Gallagher believes this is important because without knowing what Cromwell believes and what he stands for or against--because there is no real conflict in the novel--we don't understand his motivation or his purpose. We knew why Mantel's Cromwell did what he did in the first novels; he had worthy opponents: Thomas More in Wolf Hall; Anne Boleyn in Bring Up the Bodies. Mantel's Cromwell has no worthy opponents in this novel. Yes, he contends with the nobles who resent his power and influence with the king, he deals with Catholics who rebel against the Dissolution of the Monasteries, etc, but Gallagher writes that for pages nothing much happens and that when trouble finally starts for Cromwell, on about page 600 of 754, he doesn't adapt to protect himself and we don't really know why:

Mantel’s Cromwell is smarter, more pragmatic, and more cunning than all the fanatics, fop-headed aristocrats, and would-be Machiavels that he runs up against. It is not credible that he would not see the crisis that leads to his downfall coming and adapt to it pragmatically: trimming his sails to accommodate Henry VIII’s desire not to get too far from traditional Catholic practices, forging temporary alliances with the conservative nobles that come for his head, taking them in and then casting them down as he had so many other, more dangerous foes before. Unless. Unless he had a damn good reason not to, a point of principle on which he would not yield even at the cost of his life.

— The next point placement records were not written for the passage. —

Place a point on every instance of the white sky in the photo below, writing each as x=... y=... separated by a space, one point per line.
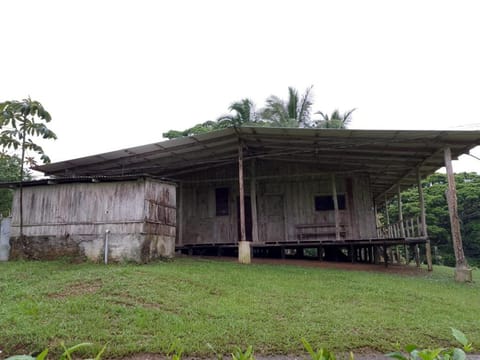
x=116 y=74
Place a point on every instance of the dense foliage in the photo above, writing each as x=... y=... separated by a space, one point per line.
x=438 y=221
x=294 y=112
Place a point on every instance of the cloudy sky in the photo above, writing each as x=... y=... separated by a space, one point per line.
x=115 y=74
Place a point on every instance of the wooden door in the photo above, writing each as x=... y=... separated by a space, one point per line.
x=248 y=218
x=272 y=218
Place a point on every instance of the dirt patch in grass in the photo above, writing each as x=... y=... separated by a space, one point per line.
x=78 y=289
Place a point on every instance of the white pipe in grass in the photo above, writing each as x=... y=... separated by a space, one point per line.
x=106 y=246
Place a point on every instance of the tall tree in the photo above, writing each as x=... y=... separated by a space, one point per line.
x=294 y=112
x=335 y=120
x=21 y=123
x=9 y=171
x=245 y=114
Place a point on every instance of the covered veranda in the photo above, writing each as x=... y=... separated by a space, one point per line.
x=392 y=161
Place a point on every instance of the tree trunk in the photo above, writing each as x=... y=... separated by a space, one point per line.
x=462 y=272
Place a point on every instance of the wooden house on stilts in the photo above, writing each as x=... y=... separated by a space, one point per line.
x=278 y=191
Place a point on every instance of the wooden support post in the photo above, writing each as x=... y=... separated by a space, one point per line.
x=385 y=254
x=417 y=255
x=180 y=214
x=386 y=210
x=335 y=207
x=244 y=255
x=423 y=221
x=462 y=272
x=400 y=212
x=253 y=200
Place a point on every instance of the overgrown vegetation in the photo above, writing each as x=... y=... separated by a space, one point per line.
x=138 y=309
x=438 y=221
x=294 y=112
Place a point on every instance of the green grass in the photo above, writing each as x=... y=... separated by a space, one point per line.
x=145 y=308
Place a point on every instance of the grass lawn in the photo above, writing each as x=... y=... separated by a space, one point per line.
x=145 y=308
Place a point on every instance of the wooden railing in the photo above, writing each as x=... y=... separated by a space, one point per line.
x=408 y=228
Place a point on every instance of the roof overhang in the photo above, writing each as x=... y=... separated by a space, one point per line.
x=390 y=157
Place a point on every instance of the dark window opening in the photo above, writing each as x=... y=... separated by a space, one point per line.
x=221 y=201
x=325 y=202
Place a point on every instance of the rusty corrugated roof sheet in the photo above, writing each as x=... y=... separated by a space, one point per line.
x=390 y=157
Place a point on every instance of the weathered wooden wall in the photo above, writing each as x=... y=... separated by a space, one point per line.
x=71 y=219
x=285 y=201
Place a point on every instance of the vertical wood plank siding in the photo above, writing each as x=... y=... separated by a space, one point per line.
x=71 y=219
x=285 y=201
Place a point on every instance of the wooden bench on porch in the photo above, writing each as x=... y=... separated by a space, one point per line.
x=315 y=231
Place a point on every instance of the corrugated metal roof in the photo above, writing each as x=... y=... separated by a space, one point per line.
x=390 y=157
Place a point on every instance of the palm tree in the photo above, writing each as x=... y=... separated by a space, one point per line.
x=295 y=112
x=335 y=120
x=244 y=114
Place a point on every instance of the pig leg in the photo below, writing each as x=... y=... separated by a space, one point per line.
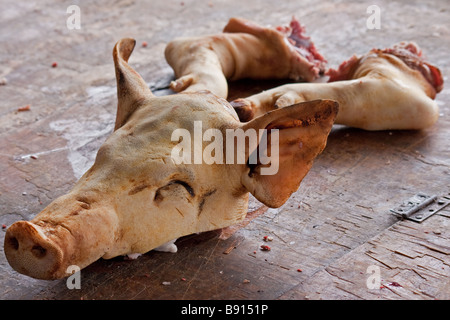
x=382 y=94
x=243 y=50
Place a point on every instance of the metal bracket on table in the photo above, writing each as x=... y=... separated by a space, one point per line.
x=421 y=206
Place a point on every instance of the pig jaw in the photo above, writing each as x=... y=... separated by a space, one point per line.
x=45 y=247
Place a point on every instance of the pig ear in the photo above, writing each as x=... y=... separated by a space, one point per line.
x=303 y=129
x=132 y=90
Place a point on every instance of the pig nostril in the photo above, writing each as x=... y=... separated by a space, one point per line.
x=38 y=251
x=13 y=243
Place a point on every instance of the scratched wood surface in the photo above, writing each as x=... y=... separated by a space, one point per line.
x=325 y=238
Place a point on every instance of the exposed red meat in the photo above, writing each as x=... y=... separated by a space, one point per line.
x=409 y=52
x=296 y=36
x=411 y=55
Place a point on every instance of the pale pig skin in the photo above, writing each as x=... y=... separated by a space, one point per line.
x=135 y=198
x=379 y=92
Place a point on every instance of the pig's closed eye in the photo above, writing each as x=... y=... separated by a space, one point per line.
x=163 y=191
x=186 y=186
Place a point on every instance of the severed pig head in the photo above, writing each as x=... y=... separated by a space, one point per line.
x=136 y=197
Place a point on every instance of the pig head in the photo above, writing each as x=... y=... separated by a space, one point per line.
x=136 y=197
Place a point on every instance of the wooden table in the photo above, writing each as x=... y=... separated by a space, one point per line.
x=331 y=236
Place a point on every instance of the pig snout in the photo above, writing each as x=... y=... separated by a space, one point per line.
x=29 y=251
x=67 y=233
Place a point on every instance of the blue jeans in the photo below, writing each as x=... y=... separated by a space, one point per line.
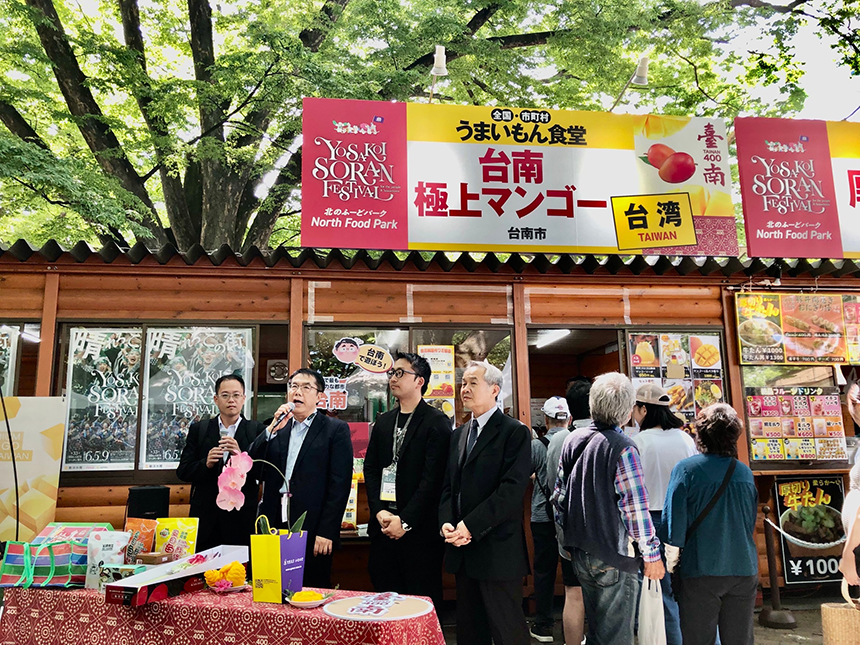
x=610 y=597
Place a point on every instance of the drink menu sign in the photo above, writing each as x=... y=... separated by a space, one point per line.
x=688 y=366
x=800 y=183
x=795 y=424
x=781 y=329
x=404 y=176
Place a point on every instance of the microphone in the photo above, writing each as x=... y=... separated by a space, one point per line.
x=290 y=406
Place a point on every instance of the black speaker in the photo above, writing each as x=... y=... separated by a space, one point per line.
x=148 y=502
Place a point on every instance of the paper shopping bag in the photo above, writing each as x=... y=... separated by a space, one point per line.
x=277 y=560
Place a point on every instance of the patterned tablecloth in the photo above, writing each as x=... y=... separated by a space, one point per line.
x=72 y=616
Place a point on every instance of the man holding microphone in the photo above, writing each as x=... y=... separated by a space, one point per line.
x=314 y=453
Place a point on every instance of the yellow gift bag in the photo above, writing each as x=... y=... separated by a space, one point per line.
x=277 y=560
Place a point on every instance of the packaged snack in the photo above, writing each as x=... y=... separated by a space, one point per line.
x=142 y=537
x=104 y=547
x=176 y=535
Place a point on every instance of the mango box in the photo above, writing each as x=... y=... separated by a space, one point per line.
x=172 y=578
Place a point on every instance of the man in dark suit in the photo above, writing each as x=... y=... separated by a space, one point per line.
x=202 y=460
x=403 y=492
x=481 y=513
x=314 y=453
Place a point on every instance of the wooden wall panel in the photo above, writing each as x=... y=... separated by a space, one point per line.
x=173 y=298
x=21 y=295
x=624 y=305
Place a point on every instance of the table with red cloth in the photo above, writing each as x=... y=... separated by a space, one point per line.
x=72 y=616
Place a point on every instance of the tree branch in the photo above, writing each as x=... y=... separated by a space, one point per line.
x=18 y=125
x=314 y=36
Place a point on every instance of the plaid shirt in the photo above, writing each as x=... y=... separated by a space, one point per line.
x=633 y=503
x=630 y=486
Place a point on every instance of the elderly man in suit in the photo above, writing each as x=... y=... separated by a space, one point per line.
x=314 y=453
x=404 y=469
x=481 y=514
x=203 y=459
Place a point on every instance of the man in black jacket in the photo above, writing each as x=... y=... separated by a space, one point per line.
x=403 y=469
x=314 y=453
x=481 y=514
x=202 y=460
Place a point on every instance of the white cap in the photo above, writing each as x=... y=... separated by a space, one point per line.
x=556 y=408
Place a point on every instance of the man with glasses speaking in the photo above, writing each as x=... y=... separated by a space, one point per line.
x=314 y=452
x=404 y=469
x=210 y=442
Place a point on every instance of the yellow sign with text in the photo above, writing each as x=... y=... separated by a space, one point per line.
x=653 y=221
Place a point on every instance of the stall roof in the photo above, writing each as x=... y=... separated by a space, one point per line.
x=516 y=263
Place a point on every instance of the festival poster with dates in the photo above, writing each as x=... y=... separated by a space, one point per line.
x=688 y=366
x=808 y=512
x=792 y=329
x=417 y=176
x=181 y=369
x=102 y=389
x=795 y=424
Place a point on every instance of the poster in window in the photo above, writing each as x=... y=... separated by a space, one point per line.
x=181 y=369
x=808 y=512
x=102 y=387
x=9 y=335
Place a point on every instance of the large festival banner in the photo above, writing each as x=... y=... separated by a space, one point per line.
x=9 y=335
x=800 y=183
x=381 y=175
x=181 y=369
x=103 y=385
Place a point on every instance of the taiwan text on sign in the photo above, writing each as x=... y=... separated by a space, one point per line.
x=462 y=178
x=652 y=221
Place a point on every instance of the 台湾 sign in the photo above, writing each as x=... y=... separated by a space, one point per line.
x=402 y=176
x=800 y=182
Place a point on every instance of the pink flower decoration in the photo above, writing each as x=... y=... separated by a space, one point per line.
x=231 y=478
x=241 y=462
x=230 y=499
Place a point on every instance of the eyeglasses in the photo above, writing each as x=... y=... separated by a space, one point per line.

In Gallagher's opinion, Mantel does not provide us with that principle; therefore, the Cromwell of Mantel's third novel is strangely passive. Please read the rest of the review here.

Perhaps the problem is that if Thomas Cromwell had an opponent in the last years of his life, it was Henry VIII. Having done everything Henry VIII wanted--getting rid of Catherine of Aragon, destroying the power of the Catholic Church, the Pope, and the English hierarchy, gathering up the wealth of the Catholic Church including the monasteries, and then getting rid of Anne Boleyn and finally finding a wife who would bear him a son who seemed likely to survive to inherit the throne--what else could Cromwell do but keep doing what Henry VIII wanted? That was the only way to stay in power and in favor. One question about Cromwell's character in the first novels was did he really want to do everything Henry VIII wanted him to do or did he just do it because it was the way to achieve what he wanted?

Remember also that one of the motivations for Cromwell's actions in the earlier novels was revenge against those--including Anne Boleyn--who had brought down Cardinal Wolsey, Cromwell's first mentor. 

Who else brought down Wolsey? 

Henry VIII. 

He would have been a worthy historical fiction opponent of Cromwell. That opposition would have created a different stream of consciousness: how do I, Thomas Cromwell, get revenge on Henry VIII? How do I seem to serve my king while serving my own purposes for power, prestige, wealth, and great achievement? 

Cromwell can't overthrow the king since Henry VIII's favor is the source of the power he has, but how can he manipulate the king to get what he wants? If Cromwell wanted to remake the world--the medieval world of England, the status quo world of Continental Europe--how could he do it when his master won't always cooperate? Mantel would have had a great story there.

Perhaps I should read The Mirror and the Light.

*Referring to an anecdote from the Life of Johnson: Mr. Samuel Elphinston commented on a new book to Samuel Johnson, who replied that he had "looked into it". Elphinston asked "have you not read it through?" Boswell reports that Johnson, "offended at being thus pressed, and so obliged to own his cursory mode of reading, answered tartly, 'No, Sir; do you read books through?'" We are not told Mr. Elphinston's reply.